The purpose of this study was to compare interaction between preterm infants and their mothers after continuous versus intermittent SSC from birth to discharge. A secondary aim was to study a potential dose–response effect between time in SSC and quality of interaction.
Families were randomly assigned to either continuous (n = 17) or intermittent (n = 14) SSC before delivery. Interaction was measured from videotapes of a Still-Face Paradigm collected at 4 months' corrected age. Face-to-face interaction was coded according to Ainsworth's Maternal Sensitivity Scales and the Maternal Sensitivity and Responsivity Scales-R. Dose–response correlations were calculated between mean time spent in SSC and each of the interaction scales.
There were no statistically significant differences between groups in maternal interactive behavior toward their infants regarding sensitivity, interference, availability, acceptance, withdrawal, or intrusivity. There was no correlation between mean time in SSC and quality of interaction.

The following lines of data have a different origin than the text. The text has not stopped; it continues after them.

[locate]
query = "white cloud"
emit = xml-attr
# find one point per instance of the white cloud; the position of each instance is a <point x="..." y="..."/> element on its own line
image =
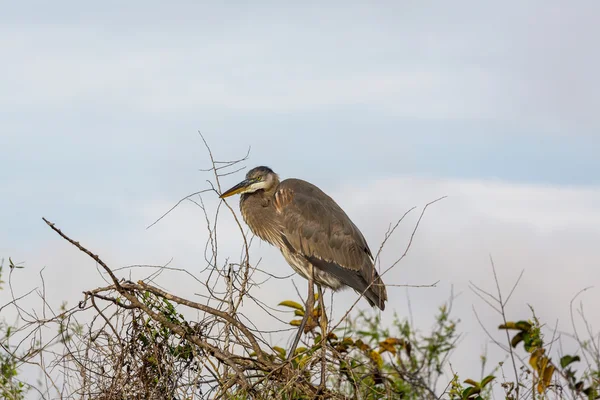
<point x="470" y="62"/>
<point x="547" y="231"/>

Implications for Practice:
Continuous SSC from birth to discharge was not superior to intermittent SSC concerning mother–infant interaction between preterm infants and their mothers at 4 months' corrected age. However, compared with other studies, mean time in SSC was also high in the intermittent group.
Implications for Research:
Further studies are needed to find out how interaction between parents and preterm infants can be improved, supported, and facilitated in the neonatal intensive care unit (NICU) and whether there is an optimal dose for SSC.